You must define one document model for each document format that you intend to index. Here is a simple document model for plain-text structured documents. Note that GPP in the example stands for General Purpose Parser.
<?xml version="1.0"?> <GPPModel> - here begins the GPP document model <GPPFieldDefinition - here begins a field definition name="Head" - the name you assign to this field start="[head]" - the boundary string at the beginning of the field end="[/head]" - the boundary string at the end of the field exclude="YES" /> <GPPFieldDefinition - here begins the next field definition name="Abstract" start="[abstract]" end="[/abstract]" exclude="NO" /> : : </GPPModel>
Document models are specified in the XML language using tags as defined in Appendix G. Document model reference. A document model consists of text field definitions and attribute definitions. This example illustrates only text field definitions defined in GPPFieldDefinition elements. In a similar way, you can use GPPAttributeDefinition to define document attributes.

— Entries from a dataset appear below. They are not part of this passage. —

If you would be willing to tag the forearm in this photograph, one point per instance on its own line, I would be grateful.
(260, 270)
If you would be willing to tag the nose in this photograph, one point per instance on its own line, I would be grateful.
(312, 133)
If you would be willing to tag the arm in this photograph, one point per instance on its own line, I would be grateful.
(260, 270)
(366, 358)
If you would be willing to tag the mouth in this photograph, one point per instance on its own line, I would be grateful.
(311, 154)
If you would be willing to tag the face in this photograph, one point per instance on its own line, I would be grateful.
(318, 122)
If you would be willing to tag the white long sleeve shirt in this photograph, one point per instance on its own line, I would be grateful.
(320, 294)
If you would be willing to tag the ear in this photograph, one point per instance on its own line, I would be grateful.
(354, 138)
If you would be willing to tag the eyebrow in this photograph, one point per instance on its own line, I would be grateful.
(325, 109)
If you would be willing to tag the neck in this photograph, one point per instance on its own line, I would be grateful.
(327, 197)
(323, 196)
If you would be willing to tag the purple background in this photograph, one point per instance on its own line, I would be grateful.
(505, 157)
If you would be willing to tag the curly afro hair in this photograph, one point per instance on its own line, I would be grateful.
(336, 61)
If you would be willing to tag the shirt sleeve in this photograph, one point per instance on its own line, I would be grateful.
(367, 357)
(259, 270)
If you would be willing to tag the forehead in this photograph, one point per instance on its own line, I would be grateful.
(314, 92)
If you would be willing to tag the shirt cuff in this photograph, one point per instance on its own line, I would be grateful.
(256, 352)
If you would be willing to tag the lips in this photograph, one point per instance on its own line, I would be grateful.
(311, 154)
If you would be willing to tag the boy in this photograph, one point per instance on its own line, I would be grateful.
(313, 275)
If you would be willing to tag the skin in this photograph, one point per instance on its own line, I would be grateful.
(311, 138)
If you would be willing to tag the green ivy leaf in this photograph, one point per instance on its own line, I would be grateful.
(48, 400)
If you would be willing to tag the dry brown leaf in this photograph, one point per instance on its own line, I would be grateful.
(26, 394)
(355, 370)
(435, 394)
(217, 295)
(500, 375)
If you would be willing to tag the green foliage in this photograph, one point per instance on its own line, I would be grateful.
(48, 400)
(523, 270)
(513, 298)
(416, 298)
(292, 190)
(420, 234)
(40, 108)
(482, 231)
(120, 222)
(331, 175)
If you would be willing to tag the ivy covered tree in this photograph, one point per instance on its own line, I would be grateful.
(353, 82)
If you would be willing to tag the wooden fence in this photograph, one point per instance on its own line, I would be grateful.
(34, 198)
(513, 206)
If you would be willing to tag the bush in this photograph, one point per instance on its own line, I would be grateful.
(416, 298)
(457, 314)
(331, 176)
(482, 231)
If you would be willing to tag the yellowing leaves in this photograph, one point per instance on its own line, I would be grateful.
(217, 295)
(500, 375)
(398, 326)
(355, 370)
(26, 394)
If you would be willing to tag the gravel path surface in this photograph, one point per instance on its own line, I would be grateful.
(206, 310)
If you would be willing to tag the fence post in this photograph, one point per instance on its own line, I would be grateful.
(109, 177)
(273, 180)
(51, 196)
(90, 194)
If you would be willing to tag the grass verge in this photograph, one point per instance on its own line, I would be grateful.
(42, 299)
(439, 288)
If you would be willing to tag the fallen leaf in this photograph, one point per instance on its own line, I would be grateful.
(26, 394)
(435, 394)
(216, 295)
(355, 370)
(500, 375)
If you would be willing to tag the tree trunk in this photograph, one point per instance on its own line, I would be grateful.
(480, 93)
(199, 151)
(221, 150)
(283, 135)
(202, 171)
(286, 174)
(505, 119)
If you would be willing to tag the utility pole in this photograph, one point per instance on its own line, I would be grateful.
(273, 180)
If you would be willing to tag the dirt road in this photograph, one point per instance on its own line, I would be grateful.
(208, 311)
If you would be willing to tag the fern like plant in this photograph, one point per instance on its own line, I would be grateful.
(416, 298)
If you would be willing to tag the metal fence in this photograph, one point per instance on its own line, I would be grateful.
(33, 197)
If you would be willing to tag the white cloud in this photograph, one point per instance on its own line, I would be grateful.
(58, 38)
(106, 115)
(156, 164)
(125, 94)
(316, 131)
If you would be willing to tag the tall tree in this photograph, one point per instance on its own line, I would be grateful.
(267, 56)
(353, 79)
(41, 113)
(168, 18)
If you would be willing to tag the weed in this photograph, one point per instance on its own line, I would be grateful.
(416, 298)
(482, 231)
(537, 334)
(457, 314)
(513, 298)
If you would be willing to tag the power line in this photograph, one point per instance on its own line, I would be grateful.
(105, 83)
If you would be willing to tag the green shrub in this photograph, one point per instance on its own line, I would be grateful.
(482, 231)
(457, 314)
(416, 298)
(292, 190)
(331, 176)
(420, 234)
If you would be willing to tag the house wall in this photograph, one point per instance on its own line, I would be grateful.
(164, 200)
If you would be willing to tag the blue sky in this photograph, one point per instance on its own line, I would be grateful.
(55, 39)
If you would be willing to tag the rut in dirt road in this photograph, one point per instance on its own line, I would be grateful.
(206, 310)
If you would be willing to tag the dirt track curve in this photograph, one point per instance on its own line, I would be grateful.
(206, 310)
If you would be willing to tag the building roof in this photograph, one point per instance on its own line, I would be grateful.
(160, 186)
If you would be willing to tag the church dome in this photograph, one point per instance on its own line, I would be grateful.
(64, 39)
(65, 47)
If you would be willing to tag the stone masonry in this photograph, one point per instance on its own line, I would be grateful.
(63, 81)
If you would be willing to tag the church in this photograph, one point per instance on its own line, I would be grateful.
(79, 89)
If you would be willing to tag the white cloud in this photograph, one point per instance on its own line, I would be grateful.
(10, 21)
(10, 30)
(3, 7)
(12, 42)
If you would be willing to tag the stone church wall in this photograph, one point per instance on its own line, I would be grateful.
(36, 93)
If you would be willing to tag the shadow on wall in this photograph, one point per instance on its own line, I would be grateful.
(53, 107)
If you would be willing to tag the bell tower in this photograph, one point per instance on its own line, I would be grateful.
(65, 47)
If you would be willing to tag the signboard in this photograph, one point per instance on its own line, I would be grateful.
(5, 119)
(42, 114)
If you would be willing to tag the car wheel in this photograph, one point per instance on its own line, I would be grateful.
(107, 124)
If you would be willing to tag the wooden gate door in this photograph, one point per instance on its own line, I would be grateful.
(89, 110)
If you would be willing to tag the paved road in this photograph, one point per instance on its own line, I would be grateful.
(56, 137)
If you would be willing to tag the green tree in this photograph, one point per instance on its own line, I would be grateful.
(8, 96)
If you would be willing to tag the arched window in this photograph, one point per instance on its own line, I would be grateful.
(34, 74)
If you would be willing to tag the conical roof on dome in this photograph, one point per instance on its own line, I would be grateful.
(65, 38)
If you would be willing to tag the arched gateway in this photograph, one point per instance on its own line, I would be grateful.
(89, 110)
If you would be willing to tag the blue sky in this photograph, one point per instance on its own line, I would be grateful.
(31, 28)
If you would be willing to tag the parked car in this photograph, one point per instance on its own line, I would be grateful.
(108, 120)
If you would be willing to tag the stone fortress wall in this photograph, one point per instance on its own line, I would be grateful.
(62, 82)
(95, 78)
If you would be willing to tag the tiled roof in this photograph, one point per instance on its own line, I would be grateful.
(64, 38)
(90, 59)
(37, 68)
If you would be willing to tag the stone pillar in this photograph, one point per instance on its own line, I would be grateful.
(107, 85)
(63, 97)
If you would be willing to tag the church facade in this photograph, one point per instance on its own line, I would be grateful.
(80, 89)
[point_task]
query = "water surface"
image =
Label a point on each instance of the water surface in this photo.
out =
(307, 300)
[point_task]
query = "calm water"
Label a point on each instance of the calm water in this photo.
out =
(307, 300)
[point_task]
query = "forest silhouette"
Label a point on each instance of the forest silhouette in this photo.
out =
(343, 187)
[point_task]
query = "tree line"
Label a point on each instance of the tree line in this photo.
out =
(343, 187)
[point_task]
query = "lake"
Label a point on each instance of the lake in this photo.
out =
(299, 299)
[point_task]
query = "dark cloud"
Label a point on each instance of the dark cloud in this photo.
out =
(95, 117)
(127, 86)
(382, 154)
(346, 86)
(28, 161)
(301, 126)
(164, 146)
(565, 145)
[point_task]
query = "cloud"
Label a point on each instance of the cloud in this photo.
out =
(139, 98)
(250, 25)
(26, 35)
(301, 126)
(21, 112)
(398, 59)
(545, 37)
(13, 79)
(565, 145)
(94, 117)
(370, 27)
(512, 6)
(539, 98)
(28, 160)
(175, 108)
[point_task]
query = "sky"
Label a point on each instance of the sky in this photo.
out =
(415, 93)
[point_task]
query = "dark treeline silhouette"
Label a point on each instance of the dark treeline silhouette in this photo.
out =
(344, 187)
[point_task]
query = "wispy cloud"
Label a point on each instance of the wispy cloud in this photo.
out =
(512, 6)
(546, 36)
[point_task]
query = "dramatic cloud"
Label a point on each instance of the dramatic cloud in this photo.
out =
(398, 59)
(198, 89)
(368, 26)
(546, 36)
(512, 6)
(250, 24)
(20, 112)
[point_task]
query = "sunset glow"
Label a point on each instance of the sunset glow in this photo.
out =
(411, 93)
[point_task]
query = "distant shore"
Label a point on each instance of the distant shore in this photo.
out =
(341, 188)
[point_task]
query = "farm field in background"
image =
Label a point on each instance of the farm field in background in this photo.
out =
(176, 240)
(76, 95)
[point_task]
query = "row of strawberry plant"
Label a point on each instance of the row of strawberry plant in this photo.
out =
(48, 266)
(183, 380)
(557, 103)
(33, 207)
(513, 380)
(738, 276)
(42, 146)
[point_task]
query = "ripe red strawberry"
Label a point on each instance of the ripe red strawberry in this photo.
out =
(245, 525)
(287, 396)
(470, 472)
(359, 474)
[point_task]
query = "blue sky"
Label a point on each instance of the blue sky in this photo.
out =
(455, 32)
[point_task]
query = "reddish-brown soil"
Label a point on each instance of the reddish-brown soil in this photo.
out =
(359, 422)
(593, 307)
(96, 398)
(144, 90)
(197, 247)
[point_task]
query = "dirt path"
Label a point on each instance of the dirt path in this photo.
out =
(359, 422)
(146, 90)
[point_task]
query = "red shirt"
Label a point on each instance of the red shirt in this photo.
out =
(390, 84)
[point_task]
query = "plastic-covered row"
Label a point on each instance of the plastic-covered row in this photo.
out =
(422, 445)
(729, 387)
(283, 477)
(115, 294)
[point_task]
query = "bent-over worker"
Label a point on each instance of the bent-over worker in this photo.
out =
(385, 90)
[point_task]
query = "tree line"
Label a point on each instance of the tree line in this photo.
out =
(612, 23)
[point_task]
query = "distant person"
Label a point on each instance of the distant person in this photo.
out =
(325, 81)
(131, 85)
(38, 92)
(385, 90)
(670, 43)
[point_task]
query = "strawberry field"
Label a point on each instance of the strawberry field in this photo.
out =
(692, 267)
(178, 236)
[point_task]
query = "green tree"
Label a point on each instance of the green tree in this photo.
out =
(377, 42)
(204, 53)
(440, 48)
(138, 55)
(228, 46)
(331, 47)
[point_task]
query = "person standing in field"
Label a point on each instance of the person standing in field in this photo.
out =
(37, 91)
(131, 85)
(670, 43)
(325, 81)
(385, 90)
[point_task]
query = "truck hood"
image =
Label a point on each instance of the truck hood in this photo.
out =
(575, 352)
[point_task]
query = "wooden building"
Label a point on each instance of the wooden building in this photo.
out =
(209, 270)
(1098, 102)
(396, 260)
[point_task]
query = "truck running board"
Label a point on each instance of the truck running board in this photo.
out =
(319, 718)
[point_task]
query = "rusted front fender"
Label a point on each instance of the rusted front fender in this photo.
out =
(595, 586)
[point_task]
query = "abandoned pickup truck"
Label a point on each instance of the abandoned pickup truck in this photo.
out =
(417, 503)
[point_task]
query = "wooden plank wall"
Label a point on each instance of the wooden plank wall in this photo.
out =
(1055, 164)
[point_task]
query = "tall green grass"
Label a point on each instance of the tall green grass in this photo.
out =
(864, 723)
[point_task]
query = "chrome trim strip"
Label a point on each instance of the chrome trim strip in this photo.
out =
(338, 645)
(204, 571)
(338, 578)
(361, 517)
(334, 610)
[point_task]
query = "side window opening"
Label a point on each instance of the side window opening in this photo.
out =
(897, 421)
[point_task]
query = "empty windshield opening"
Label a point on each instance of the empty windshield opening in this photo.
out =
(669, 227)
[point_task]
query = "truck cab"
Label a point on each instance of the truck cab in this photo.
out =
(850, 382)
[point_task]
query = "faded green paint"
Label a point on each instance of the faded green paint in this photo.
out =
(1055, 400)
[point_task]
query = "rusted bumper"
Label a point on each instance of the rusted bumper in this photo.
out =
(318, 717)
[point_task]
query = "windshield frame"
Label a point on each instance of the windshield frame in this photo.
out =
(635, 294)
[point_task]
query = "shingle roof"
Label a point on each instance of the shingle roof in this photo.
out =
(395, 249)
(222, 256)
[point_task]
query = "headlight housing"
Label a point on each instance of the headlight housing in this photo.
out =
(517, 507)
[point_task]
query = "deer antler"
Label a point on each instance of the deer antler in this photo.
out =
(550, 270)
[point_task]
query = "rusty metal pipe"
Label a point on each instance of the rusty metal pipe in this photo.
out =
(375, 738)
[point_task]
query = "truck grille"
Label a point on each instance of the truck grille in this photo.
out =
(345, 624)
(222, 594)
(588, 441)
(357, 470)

The first line <?xml version="1.0"?> in the example specifies that the document model is written using XML tags. Each of the text field definitions specifies boundary strings to identify the start and end of the field definition in the source document. So, whenever a document contains the sequence of characters [head] followed by some text and the sequence of characters [/head], the text between those boundary strings is taken to be the content of the text field that is assigned by the name head.
You assign a field name to each field definition. This field name is the means by which a query can restrict search to the content of a text field. The name can be either fixed or can be derived by a rule from the structural unit's content. Such a name could be, for example, the tag name for an XML entity, or the name of an XML attribute.